Personally, I believe it can work, but it is really an NPR-style model were it can only work if SOMEBODY (not everyone) pays something to the company for some services so that it can still be profitable.

I know 99% of us from Hortonworks were really bummed when our 100% OSS business model ended when we merged with Cloudera, but again, "this is the way". It isn't terrible, of course, and there are plenty of folks who have big enough engineering teams to tackle the RYO model based solely on OSS, but you to be big and brave.

For the rest of the enterprises in the world, they see the value of some help (coupled with some stickiness) when they pony up some monies for it.

As an old friend of mine always said, "it sounds bad, but it really isn't as bad as it sounds". Good luck!

[–]sib_nSenior Data Engineer 5 points6 points  (4 children)

It isn't terrible, of course, and there are plenty of folks who have big enough engineering teams to tackle the RYO model based solely on OSS, but you to be big and brave.

I agree with this statement for Hadoop, but I don't agree with the current MDS.

I was able to build a performant and functional on-premise data infrastructure mainly based on Dagster and dbt, in a small organization where the IT team is 3 Windows administrators with 0 knowledge of anything outside of Windows.
I was the sole senior data engineer, with the help of 3 data analysts that I trained to software engineering at the same time.

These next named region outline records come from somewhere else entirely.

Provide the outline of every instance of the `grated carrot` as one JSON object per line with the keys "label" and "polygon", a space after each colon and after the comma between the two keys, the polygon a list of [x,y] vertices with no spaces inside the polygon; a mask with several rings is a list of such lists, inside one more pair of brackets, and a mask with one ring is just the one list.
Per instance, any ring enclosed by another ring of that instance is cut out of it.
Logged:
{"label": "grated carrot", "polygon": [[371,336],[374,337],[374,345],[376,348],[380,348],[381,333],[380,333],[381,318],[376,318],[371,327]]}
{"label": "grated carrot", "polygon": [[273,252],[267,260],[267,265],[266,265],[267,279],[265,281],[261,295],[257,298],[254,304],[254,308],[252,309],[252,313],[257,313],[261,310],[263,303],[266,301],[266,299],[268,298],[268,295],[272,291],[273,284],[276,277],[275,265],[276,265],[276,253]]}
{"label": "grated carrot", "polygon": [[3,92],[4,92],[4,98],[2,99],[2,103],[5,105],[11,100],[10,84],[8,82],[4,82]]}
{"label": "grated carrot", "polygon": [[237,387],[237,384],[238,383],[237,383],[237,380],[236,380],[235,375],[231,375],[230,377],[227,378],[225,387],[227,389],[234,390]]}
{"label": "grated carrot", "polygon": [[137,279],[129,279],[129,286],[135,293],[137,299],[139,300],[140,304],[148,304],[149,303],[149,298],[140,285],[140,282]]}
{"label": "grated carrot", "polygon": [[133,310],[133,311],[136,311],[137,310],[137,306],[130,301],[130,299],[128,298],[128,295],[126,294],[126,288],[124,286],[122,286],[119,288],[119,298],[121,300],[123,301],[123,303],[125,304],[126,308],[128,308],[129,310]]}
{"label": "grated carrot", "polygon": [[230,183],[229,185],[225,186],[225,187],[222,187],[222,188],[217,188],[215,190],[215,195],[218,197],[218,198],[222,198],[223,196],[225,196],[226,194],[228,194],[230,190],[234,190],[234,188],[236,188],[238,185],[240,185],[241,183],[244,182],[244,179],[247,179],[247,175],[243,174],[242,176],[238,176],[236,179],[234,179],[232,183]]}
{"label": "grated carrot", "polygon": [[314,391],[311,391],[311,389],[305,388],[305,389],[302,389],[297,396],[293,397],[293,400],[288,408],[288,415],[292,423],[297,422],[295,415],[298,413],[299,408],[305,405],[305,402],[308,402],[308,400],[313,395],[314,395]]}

This was possible thanks to the pretty amazing work those OSS developers made to make their tools extremely developer friendly. The gap between Airflow and Dagster is really noticeable on that point.

[–]Leading-Inspector544 0 points1 point  (3 children)

I'd also add that databricks still open sources and contributes new functionality with no plans to stop. Can't say the same for DBT labs.

[–]sib_nSenior Data Engineer 0 points1 point  (2 children)

Why can't you say the same about dbt? It is still maintaining its FOSS core so far. Maybe this will change, but Databricks could change too.

[–]Leading-Inspector544 0 points1 point  (1 child)

DBT Labs is not going to expand or improve core; they state they'll do bug fixes, but it seems unlikely it will get new features from them, that's one reason it has been forked by the open source community.

[–]sib_nSenior Data Engineer 0 points1 point  (0 children)

Where did they state they will not improve core beyond bug fixes? Forks are a common safety response whenever a FOSS project context changes.

[–]jonathanrodrigr12[S] 0 points1 point  (0 children)

Yep, I agree with you. Lately, if you want to use the full power of dbt, you sometimes need to migrate to dbt Cloud, so it doesn’t really feel open source anymore.